Yo, the author here. Thanks for the feedback. I totally meant idempotency, drat. (In fact, on Hadoop, thanks to speculative execution of reduce tasks, you also have to worry a bit about reentrancy, but what I was talking about was, in fact, idempotency).

Shutting down the pipeline: I hear you on prod/non-prod. For our setup, the pipeline ends up writing to a datastore, so if we kill the pipeline, the datastore is still up, it just stops updating. Which is working so far. May end up flagging suspect data as you suggest, instead of the full stop (or only full stop if more than a very small percentage of the data is suspect).

smhinsey · on July 2, 2009

No problem. I am not too familiar with Hadoop, but those speculative reduce tasks sound like a real blast to debug.

I can see why the approach in your blog would have a lot appeal in that environment.
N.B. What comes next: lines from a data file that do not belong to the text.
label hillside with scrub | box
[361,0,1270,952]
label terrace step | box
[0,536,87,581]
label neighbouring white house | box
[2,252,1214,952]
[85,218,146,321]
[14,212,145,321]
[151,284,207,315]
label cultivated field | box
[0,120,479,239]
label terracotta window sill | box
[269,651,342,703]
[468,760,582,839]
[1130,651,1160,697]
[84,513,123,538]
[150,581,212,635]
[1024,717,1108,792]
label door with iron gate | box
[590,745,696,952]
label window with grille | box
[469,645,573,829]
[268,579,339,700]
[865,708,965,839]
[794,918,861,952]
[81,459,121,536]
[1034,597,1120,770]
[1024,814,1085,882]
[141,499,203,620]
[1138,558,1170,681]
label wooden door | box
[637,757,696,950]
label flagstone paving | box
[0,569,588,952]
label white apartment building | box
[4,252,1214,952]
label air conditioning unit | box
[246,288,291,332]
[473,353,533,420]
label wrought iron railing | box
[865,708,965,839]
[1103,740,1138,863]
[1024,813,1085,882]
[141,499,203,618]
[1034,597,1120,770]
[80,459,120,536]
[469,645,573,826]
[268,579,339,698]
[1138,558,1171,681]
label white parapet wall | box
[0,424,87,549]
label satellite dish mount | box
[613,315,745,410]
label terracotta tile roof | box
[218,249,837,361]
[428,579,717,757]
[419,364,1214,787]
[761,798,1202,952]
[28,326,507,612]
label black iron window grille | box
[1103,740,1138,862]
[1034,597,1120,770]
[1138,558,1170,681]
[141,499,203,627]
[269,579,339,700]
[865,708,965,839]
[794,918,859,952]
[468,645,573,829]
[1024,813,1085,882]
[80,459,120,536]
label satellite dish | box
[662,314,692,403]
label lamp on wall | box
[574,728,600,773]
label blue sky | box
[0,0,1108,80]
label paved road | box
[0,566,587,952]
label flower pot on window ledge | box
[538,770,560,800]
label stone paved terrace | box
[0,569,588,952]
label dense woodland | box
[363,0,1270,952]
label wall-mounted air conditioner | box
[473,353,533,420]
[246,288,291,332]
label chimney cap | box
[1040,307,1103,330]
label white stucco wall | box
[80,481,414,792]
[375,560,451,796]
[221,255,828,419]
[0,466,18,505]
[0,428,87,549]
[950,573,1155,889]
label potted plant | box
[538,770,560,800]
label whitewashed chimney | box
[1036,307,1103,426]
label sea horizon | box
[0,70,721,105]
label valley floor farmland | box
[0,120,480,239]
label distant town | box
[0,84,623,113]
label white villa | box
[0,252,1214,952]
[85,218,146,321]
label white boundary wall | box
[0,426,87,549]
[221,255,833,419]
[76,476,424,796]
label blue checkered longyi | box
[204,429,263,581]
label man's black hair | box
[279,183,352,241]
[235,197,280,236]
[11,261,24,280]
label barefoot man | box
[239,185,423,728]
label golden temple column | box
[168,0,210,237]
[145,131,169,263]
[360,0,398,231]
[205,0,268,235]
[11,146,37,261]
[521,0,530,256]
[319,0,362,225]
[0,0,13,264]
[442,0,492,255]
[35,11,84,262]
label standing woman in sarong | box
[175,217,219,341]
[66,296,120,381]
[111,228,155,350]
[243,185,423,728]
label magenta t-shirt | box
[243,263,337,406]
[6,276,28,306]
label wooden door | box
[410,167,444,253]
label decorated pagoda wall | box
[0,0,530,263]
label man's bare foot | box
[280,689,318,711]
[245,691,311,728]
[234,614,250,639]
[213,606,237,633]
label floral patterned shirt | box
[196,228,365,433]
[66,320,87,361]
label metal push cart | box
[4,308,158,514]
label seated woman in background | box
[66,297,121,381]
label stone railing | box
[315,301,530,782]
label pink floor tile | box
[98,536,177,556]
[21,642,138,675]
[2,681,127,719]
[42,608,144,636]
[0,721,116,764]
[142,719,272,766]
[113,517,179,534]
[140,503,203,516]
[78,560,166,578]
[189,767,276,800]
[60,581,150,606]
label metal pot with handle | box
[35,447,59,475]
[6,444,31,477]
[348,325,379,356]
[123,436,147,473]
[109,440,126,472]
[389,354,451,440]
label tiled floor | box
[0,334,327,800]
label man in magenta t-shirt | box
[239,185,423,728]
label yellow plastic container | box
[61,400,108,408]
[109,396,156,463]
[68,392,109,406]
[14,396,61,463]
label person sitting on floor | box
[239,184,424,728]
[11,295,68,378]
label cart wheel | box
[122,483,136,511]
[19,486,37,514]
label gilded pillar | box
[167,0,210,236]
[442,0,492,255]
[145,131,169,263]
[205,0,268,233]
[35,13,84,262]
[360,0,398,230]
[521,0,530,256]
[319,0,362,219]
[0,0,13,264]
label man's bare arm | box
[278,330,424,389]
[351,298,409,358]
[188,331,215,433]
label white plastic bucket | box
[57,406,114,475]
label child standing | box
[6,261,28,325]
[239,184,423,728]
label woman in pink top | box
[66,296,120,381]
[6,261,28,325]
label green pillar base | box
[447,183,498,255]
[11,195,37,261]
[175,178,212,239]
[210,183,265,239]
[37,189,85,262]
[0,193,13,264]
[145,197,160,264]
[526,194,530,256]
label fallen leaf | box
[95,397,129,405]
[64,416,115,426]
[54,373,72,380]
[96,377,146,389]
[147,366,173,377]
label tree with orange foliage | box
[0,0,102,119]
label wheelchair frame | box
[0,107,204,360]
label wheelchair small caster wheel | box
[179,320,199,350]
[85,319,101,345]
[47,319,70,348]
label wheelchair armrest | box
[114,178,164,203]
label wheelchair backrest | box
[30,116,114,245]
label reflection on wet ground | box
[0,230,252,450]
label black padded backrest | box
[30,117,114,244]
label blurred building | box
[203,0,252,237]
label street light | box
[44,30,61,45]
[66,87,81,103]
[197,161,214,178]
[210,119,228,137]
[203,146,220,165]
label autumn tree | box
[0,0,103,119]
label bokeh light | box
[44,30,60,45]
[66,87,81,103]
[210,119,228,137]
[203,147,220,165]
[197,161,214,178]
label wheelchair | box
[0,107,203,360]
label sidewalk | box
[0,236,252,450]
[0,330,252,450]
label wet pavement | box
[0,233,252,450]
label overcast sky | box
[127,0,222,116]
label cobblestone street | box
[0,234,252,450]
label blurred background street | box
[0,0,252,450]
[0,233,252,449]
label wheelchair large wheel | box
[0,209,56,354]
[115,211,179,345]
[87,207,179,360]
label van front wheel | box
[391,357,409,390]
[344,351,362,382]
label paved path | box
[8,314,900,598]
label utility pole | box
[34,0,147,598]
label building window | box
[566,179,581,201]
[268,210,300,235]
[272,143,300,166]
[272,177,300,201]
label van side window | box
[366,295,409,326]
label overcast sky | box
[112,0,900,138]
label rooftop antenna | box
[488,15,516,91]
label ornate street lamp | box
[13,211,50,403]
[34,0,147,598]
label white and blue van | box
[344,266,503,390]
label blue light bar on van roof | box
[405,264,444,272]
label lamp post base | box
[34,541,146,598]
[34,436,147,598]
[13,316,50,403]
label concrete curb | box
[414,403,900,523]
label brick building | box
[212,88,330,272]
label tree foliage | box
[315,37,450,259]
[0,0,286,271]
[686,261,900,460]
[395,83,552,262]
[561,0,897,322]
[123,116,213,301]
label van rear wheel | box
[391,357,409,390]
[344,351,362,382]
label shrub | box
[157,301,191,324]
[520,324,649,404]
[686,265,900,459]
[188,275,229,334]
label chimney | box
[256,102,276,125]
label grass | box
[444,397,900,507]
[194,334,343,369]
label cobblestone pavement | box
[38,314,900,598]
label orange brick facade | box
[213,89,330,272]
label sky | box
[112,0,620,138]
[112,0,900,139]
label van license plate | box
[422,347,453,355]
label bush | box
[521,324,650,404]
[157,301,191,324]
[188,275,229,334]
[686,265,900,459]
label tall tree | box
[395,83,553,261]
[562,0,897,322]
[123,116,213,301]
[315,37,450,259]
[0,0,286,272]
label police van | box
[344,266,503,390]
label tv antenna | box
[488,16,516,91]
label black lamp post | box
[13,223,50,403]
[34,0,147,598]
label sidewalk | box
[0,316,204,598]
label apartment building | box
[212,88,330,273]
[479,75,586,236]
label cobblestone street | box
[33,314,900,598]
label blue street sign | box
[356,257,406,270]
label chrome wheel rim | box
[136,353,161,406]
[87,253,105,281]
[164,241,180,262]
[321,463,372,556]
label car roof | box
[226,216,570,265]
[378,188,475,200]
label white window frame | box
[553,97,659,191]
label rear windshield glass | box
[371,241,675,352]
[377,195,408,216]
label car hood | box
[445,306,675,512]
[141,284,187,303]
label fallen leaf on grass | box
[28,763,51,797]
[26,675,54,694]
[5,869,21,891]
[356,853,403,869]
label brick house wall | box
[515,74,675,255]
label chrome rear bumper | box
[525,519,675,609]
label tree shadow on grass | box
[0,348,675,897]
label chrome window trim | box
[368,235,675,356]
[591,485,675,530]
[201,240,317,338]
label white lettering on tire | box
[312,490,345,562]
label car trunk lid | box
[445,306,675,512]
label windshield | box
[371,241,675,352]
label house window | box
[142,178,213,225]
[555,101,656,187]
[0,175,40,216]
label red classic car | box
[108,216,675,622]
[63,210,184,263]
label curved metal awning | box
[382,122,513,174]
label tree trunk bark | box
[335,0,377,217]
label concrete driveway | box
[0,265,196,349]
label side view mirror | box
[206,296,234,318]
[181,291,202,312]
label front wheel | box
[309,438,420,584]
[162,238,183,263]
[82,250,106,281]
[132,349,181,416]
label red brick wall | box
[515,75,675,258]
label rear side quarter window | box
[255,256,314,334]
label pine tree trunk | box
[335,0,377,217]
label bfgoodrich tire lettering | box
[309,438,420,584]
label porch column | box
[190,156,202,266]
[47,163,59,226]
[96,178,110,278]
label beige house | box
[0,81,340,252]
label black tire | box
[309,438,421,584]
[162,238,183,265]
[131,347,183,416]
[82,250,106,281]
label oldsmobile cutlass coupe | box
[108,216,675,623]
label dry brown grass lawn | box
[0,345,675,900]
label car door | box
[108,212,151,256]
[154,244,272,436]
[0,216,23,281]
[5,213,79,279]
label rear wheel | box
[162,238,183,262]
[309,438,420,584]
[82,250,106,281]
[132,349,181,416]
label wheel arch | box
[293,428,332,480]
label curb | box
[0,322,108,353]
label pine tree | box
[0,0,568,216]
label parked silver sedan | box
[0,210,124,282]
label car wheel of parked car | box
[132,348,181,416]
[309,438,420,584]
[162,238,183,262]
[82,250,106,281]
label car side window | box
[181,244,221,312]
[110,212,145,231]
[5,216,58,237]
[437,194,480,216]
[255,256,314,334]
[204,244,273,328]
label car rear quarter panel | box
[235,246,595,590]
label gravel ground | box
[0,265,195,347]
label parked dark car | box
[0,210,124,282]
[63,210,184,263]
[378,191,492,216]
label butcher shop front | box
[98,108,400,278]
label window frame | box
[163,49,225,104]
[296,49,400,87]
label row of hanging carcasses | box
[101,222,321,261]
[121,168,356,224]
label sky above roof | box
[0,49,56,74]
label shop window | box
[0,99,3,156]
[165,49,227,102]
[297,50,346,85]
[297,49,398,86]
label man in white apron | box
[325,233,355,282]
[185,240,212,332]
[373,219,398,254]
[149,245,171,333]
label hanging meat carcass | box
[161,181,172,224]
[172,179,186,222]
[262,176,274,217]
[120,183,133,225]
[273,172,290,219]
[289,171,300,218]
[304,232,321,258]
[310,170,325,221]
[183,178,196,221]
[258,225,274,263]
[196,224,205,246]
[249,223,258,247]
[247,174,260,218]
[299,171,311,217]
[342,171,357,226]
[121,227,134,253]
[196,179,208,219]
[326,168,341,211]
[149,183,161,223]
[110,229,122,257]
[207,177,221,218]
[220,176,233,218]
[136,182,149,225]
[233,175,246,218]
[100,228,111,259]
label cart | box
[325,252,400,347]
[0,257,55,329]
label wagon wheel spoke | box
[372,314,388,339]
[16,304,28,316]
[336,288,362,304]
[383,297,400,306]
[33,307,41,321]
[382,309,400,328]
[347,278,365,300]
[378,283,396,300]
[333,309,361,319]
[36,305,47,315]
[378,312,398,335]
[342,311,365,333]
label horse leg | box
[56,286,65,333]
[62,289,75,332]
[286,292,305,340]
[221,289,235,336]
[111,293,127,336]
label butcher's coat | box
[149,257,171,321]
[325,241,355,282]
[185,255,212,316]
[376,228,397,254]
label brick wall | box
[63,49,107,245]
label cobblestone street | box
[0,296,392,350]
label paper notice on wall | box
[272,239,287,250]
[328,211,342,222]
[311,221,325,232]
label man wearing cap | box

It sounds like some sort of error flagging in combination with a set of heuristics around what failed, how often, what time of day, etc would be the way to go.

I find that intelligent monitoring systems like that are ultimately necessary in systems like this anyway, you just usually end up discovering that the hard way (I know I have, several times. It's one of those lessons you are tempted to unlearn in the interests of expediency). Does Hadoop help you out with that sort of thing?

tonystubblebine · on July 2, 2009

What's the difference between reentrancy and idempotency?

mgreenbe · on July 2, 2009

Idempotency is a property of mathematical functions: f : X -> X is idempotent iff f(f(x)) = f(x) for all x in X. Absolute value is an example of an idempotent function.

Reentrancy is a property of computational functions: a function f is reentrant if two copies of f can run at the same time (in the same memory space, etc. -- the details vary) and both copies behave as if the other weren't running. This can exclude or restrict, e.g. static fields or global variables.

smhinsey · on July 2, 2009

In my mind, reentrancy is associated with threading, and implies that the code could be executing in multiple locations simultaneously, whereas an idempotent operation is one that can be repeated multiple times without negative side effects.

gchpaco · on July 2, 2009

Reentrancy comes up with recursion and signal handling as well, both of which can come up in nominally single threaded programs (nominal because signals usually but don't always come from out of process).

smhinsey · on July 2, 2009

You are of course correct, I have been working in a multi-threaded environment for long enough to have let that slip my mind.

rjurney · on July 2, 2009

This is the same issue you have when you're building your own analytic system using SQL and you're building big queries to do more complex descriptive, and inferential statistical shenanigans.

No matter the technology, automated tests on known data with expected results are the only way to be sure what you're getting is right. And you better be sure, because people have zero tolerance for inaccurate analytics. They will immediately ignore your tool, permanently.

For instance... if your slot machine analytic system does not include slot machines with apostrophe's in the name in its 'revenue total' column... you are so screwed. Even once you fix the bug, your stuff is tainted. Don't ask me how I know ;)

ntoshev · on July 2, 2009

Great post and the comment (only one at the time I post this) doubles it's value, be sure not to miss it!

harry · on July 2, 2009

Good article - I'm happy to find out that other DBRs have the same healthy fear & utter suspicion for each analysis they write as I do.

staunch · on July 3, 2009

Great article and advice. I'd love to see more like it!